Am eindrucksvollsten sind jedoch die Bilder von riesigen
Schwertransporten. Beispielsweise zeigt ein Bild, das um das
Jahr 1900 entstand, die Beförderung eines Dampfkessels der
Firma Weinbrenner. Es handelt sich um ein Fuhrwerk mit 14
vorgespannten
Pferden.
Um die
Transporte in
Richtung Süden,
vor allem nach
Frankfurt/M., ins
Saarland und in
die Wetterau zügig erledigen zu können, richtete man um die
Jahrhundertwende in Limburg eine Relaisstation ein, an der die
Pferde gewechselt werden konnten. Man war somit nicht mehr
gezwungen, lange Ruhepausen zu machen beziehungsweise
sich fremder Pferde zu bedienen.
Kesseltransport um 1900 in Neunkirchen Ortsmitte.
Um 1940 - Fritz Weidt (ein Sohn von
Ferdinand Weidt) führte mittlerweile
das Unternehmen - waren von den
etwa 25 Pferden, die man vor 1914
und auch in den zwanziger und
dreißiger Jahren besessen hatte, nur
noch acht übrig. Wie auch schon
während des Ersten Weltkriegs
wurden erneut Tiere für den
Kriegseinsatz beschlagnahmt. Aus der
Zwischenkriegszeit ist noch zu
berichten, dass es den ersten Versuch
einer Motorisierung gab: Um 1930 kaufte man einen LKW,
musste den Wagen jedoch schon nach kurzer Zeit wieder
abstoßen. Die im ländlichen Raum des Siegerlandes fehlende
Infrastruktur machte den Betrieb eines LKWs unmöglich. Es
standen weder qualifizierte Werkstätten in ausreichender
Anzahl zur Verfügung, noch war eine befriedigende Versorgung
mit Kraftstoff sowie Ersatzteilen gesichert, die von den damals
nicht eben zuverlässigen Wagen benötigt wurden.

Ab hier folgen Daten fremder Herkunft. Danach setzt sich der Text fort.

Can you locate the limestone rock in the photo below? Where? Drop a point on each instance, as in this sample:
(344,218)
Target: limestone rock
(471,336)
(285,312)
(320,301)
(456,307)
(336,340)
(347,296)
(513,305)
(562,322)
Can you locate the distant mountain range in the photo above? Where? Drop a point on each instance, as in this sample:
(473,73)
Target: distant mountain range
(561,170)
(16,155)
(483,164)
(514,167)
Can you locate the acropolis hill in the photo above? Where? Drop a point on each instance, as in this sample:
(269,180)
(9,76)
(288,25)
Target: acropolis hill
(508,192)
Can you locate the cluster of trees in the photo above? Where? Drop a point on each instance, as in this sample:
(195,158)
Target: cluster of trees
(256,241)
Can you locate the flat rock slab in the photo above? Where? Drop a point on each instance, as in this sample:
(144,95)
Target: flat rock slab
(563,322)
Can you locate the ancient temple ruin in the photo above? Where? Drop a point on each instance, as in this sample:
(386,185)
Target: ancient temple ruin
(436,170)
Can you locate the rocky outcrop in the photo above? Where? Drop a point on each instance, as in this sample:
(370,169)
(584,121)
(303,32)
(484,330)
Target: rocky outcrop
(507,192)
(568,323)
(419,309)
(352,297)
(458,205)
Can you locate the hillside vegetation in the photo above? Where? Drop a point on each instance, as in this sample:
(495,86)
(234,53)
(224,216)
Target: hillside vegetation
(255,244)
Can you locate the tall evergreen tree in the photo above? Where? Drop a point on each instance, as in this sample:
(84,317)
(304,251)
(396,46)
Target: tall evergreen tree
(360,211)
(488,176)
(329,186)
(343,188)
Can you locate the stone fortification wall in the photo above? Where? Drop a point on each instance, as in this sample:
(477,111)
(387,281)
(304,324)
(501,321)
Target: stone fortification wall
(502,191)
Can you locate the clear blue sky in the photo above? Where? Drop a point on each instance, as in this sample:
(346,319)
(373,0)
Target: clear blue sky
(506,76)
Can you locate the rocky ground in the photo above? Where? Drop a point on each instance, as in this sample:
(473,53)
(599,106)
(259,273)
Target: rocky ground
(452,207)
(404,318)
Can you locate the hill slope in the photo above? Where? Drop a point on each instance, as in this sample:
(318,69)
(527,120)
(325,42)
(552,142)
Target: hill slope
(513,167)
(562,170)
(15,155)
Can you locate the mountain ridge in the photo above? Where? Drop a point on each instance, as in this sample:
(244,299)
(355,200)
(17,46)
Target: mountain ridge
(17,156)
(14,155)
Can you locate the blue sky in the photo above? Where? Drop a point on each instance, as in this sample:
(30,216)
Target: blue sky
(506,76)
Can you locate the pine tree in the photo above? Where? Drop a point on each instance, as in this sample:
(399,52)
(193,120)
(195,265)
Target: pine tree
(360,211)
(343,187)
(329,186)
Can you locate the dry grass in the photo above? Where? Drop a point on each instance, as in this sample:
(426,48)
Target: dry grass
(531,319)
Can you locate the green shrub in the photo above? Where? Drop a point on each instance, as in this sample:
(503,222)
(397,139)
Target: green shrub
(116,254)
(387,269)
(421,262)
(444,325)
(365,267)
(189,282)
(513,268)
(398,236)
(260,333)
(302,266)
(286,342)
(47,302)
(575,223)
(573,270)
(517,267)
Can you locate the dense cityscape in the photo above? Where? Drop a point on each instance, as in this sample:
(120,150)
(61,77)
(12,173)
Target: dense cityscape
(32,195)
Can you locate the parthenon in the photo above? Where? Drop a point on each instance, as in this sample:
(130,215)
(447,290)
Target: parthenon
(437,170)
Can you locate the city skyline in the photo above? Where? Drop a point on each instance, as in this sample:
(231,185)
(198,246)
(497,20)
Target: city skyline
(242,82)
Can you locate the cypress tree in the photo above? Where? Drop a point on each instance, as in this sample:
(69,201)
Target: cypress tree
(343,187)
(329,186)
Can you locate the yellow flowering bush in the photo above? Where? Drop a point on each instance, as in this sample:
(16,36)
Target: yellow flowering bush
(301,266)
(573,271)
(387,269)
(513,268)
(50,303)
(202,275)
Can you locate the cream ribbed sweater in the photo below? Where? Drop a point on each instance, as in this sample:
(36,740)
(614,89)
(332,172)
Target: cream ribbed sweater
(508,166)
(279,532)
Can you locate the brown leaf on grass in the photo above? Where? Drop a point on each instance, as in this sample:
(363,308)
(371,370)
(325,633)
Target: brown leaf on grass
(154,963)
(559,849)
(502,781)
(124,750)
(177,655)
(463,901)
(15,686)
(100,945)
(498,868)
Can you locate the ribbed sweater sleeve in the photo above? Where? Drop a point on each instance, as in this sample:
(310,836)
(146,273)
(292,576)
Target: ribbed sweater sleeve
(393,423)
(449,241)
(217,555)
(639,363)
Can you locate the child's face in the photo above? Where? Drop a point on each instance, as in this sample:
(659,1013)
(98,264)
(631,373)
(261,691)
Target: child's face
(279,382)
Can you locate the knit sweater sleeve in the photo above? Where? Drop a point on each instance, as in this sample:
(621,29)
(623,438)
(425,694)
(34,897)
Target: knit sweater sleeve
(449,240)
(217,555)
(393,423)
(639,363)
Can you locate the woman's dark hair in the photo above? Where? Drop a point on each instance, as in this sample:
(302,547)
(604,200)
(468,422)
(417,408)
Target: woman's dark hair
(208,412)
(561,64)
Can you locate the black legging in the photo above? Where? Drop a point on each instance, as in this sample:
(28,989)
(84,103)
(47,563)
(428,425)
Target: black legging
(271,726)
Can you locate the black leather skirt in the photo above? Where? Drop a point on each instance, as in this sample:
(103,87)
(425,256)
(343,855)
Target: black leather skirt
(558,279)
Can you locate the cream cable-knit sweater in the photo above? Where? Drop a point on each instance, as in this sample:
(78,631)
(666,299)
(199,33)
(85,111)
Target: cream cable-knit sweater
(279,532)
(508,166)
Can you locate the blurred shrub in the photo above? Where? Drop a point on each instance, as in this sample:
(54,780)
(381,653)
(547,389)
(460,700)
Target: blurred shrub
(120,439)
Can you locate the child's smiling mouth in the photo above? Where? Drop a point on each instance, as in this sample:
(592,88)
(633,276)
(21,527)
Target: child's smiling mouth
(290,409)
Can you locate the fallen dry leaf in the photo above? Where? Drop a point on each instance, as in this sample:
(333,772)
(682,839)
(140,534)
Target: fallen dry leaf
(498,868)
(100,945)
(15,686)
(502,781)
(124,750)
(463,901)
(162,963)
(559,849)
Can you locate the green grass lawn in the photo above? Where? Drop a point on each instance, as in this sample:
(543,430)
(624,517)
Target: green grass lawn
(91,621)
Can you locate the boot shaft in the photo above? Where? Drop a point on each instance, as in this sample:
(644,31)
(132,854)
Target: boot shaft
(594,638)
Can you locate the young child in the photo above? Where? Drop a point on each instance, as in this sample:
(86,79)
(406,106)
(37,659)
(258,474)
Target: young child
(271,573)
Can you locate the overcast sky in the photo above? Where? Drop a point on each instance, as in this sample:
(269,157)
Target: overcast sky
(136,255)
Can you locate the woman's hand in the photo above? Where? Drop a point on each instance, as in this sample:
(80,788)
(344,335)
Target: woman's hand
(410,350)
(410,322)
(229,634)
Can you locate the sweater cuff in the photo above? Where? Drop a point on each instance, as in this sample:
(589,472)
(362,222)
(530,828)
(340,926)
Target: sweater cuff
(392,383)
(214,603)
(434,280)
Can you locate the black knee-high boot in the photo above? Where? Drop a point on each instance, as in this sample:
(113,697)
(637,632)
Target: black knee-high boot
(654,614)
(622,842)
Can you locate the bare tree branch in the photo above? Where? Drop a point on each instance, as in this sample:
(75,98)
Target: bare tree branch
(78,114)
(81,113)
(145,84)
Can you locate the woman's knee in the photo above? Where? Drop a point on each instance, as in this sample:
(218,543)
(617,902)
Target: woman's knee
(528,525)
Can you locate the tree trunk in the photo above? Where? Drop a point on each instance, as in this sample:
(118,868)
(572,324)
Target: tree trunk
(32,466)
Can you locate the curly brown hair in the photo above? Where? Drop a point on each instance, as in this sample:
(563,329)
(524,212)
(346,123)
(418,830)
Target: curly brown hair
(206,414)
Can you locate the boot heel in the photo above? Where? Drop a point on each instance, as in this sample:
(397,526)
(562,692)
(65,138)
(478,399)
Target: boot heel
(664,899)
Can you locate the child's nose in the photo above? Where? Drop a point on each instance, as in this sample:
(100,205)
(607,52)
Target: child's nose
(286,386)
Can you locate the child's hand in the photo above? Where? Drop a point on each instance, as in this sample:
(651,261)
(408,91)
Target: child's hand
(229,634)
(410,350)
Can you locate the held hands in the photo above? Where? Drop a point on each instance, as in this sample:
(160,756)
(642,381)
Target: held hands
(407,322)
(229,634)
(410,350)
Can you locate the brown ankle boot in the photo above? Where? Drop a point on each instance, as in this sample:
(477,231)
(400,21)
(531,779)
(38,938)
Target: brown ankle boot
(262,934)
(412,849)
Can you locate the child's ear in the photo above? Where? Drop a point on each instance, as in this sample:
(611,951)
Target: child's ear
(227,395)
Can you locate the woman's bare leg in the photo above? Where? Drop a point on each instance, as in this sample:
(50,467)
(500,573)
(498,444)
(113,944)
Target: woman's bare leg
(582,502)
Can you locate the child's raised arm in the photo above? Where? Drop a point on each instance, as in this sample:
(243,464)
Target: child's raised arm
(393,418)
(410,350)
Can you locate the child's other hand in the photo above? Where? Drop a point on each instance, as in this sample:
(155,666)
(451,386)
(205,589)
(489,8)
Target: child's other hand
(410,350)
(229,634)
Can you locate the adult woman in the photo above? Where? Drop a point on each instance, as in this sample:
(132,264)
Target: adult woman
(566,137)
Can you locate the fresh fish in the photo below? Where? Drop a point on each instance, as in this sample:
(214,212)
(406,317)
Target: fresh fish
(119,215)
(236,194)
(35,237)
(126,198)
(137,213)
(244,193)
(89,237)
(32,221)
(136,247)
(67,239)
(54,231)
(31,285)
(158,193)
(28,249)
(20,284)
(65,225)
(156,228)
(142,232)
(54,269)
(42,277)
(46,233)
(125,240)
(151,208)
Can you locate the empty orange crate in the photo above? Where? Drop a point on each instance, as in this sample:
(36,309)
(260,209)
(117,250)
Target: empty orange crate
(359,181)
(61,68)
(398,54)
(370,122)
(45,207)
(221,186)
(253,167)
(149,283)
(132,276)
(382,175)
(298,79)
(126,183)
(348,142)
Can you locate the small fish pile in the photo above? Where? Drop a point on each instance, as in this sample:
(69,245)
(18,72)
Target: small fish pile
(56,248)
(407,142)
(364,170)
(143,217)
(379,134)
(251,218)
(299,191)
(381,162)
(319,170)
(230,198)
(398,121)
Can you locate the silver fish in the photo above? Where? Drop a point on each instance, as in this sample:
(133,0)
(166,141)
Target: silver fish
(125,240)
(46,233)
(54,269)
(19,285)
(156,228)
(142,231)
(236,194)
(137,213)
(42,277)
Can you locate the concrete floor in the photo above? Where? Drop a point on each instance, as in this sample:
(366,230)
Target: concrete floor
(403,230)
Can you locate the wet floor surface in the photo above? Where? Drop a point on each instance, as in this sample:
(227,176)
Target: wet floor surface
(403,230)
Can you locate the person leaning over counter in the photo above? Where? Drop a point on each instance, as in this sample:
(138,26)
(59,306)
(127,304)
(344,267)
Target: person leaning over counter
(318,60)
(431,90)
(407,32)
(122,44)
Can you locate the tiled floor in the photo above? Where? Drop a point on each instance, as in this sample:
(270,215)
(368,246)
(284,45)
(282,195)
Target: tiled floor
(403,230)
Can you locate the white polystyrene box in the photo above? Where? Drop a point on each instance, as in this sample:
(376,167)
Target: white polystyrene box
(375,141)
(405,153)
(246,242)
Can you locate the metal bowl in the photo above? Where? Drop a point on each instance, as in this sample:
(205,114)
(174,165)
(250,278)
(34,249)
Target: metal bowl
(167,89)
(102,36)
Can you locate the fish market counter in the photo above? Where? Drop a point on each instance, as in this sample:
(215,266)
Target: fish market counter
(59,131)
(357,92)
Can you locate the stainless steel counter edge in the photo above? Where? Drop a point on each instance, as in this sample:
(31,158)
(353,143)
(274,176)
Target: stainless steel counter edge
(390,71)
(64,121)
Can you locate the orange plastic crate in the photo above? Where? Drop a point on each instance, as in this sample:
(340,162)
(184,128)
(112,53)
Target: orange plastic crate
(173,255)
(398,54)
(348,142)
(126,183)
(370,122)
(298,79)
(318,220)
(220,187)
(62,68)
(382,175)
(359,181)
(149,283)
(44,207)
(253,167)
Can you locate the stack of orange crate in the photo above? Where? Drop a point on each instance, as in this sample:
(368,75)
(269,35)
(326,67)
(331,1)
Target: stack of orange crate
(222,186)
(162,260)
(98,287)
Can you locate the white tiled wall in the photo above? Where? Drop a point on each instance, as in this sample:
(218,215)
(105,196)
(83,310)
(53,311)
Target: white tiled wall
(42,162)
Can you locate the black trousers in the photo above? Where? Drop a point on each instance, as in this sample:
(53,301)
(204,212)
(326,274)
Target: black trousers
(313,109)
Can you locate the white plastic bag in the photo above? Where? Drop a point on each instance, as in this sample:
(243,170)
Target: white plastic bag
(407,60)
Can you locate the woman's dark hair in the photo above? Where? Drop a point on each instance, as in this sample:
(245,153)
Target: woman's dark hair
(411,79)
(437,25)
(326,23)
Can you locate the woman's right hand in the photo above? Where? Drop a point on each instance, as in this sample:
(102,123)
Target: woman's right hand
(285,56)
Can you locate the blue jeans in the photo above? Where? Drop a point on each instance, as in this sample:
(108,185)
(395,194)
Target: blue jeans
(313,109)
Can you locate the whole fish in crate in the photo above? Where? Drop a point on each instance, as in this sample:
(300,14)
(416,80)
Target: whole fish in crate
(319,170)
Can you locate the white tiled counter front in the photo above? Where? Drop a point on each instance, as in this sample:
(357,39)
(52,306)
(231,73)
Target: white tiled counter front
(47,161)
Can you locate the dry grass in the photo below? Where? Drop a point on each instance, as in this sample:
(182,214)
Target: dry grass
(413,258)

Bis nach dem Zweiten Weltkrieg setzte man bei der Spedition
Weidt auf Pferde, da sie zuverlässiger und weniger aufwendig
in der Versorgung und im Unterhalt waren. Das Beschlagen
der Pferde wurde jedoch nicht von Angestellten der Firma
Weidt durchgeführt, sondern durch den Hufschmied
Baumgarten aus Wiederstein bei Neunkirchen.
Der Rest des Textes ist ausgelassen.